In his first fortnightly column on American PR issues, leading US commentator Paul Holmes says values-based PR only works if you back up words with actions.

When Muhammed Abdel Hadi, editor of Al-Ahram Weekly, left his meeting with Charlotte Beers, he complained that the US undersecretary of state for public diplomacy and public affairs seemed more interested in talking about 'vague American values rather than specific US policies'.

There's nothing wrong with talking about values. Many great brands have been built on the basis of the values for which they stand. Communicated properly, values can be the cornerstone of corporate credibility.

Contrary to the snide sniping of critics, there's no reason why the laws of good brand-building cannot apply to the US, just as they apply to cosmetics or ice-cream.

But the thing about building a brand around values is that it's not enough to go out and tell people what your values are. After all, Enron had values - communications, respect and integrity were among them.

You also have to be able to demonstrate how your company - or country - is living those values.

That's where the Beers plan for promoting the US brand overseas appears to be breaking down.

America can talk all it likes about democracy, liberty, equality, and security, but as long as it continues to pick its allies and enemies on the basis of pragmatism rather than shared values, it will not be able to build a brand around such concepts.
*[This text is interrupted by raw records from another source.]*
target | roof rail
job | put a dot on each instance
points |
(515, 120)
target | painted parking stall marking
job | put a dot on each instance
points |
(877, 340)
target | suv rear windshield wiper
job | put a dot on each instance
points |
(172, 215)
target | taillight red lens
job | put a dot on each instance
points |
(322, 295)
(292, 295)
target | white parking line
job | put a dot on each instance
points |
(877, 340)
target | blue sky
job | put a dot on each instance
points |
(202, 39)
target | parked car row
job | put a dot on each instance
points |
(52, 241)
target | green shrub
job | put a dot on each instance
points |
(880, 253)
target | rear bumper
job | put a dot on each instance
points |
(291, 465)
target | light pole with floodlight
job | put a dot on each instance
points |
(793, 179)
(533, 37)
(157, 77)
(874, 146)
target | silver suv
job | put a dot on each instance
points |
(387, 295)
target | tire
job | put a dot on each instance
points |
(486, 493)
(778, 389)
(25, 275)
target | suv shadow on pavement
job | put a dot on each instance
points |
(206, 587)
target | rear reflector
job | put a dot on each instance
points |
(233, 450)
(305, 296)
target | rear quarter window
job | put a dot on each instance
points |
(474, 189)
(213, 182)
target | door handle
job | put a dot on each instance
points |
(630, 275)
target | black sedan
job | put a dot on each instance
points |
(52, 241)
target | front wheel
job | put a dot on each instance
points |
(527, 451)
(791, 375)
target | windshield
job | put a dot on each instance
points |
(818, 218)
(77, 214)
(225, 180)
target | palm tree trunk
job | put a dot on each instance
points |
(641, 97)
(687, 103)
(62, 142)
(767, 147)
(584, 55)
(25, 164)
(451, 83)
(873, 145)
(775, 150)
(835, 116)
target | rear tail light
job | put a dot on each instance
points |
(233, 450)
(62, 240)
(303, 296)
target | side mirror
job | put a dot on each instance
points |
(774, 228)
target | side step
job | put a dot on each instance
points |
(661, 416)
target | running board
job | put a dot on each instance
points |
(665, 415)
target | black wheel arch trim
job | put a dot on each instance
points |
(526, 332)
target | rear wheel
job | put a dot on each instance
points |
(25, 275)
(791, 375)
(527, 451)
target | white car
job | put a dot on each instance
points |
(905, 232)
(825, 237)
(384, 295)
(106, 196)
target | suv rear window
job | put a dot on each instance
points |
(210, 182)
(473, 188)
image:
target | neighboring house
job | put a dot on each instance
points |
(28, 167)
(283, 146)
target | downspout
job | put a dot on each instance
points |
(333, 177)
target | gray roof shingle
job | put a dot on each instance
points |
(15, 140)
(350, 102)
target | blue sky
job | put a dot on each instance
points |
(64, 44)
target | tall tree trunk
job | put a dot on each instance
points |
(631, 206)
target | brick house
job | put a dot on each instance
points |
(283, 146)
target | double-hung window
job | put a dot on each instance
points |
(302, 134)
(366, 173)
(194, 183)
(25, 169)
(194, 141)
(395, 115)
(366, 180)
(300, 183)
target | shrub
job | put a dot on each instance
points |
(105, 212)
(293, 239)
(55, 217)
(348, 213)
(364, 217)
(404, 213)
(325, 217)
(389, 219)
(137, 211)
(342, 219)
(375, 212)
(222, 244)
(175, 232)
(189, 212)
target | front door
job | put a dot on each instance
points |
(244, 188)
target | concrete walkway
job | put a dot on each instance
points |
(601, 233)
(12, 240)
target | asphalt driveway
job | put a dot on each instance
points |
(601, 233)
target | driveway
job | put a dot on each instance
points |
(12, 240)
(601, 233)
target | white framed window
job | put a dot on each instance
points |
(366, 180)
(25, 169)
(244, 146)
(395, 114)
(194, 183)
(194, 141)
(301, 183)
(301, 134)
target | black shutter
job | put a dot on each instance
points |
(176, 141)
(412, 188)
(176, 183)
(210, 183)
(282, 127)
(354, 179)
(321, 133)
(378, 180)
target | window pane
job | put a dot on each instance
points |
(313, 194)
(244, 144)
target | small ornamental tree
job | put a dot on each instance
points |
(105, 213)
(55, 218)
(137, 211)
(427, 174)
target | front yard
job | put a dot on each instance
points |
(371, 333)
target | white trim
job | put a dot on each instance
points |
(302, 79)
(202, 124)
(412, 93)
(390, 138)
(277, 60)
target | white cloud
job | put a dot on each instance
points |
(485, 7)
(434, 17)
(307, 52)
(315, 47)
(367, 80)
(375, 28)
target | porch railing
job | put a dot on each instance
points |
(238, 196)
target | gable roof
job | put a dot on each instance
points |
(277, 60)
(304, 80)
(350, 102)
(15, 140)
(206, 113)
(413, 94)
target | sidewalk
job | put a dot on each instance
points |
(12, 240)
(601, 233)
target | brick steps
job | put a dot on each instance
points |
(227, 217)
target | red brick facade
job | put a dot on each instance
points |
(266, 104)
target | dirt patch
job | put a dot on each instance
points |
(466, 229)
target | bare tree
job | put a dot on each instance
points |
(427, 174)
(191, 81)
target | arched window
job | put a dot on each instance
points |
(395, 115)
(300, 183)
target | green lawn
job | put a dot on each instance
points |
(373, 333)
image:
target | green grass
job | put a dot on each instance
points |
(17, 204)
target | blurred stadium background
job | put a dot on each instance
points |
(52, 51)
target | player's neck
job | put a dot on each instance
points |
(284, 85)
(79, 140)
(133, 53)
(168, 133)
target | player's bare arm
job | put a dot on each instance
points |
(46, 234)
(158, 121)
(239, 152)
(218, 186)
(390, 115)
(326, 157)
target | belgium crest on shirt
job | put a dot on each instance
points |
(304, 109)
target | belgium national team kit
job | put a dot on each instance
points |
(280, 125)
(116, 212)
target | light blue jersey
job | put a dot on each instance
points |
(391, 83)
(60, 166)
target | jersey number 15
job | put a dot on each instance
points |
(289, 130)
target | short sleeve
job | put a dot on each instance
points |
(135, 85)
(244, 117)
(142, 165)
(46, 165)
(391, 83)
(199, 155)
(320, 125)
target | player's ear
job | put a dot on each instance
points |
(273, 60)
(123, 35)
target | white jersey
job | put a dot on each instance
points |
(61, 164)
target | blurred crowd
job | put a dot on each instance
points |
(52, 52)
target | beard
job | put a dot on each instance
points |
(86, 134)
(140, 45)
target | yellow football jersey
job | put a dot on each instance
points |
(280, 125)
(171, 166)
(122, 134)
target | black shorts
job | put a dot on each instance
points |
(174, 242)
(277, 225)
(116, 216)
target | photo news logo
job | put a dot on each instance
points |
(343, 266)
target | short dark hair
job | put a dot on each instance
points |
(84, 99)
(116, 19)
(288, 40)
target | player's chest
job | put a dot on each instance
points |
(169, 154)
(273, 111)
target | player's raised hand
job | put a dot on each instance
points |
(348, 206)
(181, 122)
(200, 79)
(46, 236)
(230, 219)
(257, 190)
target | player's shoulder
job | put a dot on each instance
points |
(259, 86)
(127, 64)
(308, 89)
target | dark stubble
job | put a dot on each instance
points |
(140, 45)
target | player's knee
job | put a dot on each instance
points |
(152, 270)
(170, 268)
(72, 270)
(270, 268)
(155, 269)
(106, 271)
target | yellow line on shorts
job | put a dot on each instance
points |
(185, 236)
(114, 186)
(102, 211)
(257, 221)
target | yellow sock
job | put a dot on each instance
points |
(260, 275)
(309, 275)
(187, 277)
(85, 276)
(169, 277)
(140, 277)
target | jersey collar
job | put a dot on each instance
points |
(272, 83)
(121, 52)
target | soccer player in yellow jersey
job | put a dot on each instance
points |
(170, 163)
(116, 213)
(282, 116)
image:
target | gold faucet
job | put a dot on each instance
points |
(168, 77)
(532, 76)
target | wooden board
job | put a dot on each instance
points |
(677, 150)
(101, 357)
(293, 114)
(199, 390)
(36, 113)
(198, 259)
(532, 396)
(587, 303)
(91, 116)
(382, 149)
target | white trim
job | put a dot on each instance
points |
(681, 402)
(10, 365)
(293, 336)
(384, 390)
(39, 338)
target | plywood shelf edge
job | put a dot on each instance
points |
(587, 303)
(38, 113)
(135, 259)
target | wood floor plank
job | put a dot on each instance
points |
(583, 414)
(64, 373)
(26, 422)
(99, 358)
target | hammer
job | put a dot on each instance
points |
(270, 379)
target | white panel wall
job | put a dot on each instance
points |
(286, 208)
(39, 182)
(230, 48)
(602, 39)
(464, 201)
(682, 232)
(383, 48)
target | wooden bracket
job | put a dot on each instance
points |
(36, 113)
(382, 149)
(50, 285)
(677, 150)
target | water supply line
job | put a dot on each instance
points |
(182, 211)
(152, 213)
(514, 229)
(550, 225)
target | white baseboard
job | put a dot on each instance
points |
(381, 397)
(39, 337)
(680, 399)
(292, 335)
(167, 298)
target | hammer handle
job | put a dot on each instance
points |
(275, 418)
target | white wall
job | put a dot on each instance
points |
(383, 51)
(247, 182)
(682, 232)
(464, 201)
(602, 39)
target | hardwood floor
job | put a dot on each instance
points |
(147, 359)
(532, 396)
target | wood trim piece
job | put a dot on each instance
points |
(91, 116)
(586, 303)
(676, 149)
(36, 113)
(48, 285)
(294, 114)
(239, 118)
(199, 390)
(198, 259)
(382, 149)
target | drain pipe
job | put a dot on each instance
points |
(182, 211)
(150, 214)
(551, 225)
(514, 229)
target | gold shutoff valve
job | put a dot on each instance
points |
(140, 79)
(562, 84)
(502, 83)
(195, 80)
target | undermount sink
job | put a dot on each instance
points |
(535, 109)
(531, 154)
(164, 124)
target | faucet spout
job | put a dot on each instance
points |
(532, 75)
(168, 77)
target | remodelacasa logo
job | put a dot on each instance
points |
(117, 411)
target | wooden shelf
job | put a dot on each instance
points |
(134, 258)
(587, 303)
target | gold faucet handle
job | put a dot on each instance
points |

The way the US behaves in the world is driven by economics or domestic political concerns rather than by lofty idealism.

What we're seeing from the reaction to Beers' Middle Eastern tour is a result of putting someone with an advertising mind - albeit a good advertising mind - in charge of a PR problem.

Advertising people believe in the power of image and that if they deliver the same messages over and over again, those messages will eventually form the product's image.

That can work if there's nothing happening in the market to contradict the ads. But if people's experiences with the brand are significantly different from the ad message - if a company is caught dumping toxic waste into a river at the same time it is touting itself as environmentally friendly - then turning up the volume on advertising is going to make matters worse, not better.

PR people, on the other hand, understand good communication is rooted in reality, that the most credible communications tool is behaviour. If America is going to talk the talk on values, sooner or later it is also going to have to walk the walk.